Taking a system-level view to address these challenges,
we will first present the use of large language models to detect semantic
failures that defy component-level blame assignments.
Second, we will cover contingency planning strategies
to enact safety-preserving interventions, thereby closing
the loop on the runtime monitor. Finally, we will show the
utility of the runtime monitor to inform model retraining
to address observed failure modes over time.
Bio. Rohan is a PhD candidate in the department of Aeronautics and Astronautics
at Stanford University, where he is a member of the Autonomous Systems Lab advised by Prof. Marco Pavone.
His research focuses on developing methodologies that improve the reliability of ML-enabled robotic systems,
particularly when these systems encounter out-of-distribution conditions with respect to their training data.
Broadly, his research interests lie at the intersection of control theory, machine learning, and applied robotics.

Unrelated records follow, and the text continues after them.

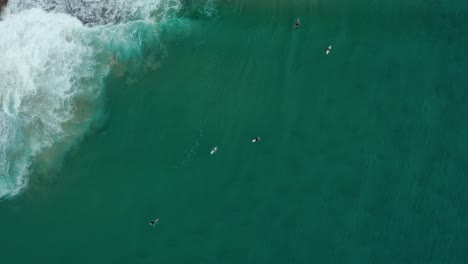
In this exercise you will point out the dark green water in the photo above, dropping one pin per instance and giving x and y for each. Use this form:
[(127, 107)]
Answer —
[(363, 157)]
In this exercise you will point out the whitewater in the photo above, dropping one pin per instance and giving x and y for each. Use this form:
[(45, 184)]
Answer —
[(54, 61)]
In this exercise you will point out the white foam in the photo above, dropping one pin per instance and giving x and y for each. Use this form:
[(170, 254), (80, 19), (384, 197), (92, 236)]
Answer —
[(49, 59), (100, 12)]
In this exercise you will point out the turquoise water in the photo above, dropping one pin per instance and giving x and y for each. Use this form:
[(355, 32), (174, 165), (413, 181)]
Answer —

Previously, he received bachelor’s degrees in Mechanical Engineering and Computer Science from the University of California,
Berkeley with honors and a distinction in general scholarship.
As an undergraduate, Rohan worked on data-driven predictive control under
Prof. Francesco Borrelli in the Model Predictive Control Lab and on
learning control algorithms that rely on vision systems under
Prof. Benjamin Recht in the Berkeley Artificial Intelligence Lab.
He has also interned as an autonomous driving engineer at Delphi (now Motional) and as a software engineer at Amazon.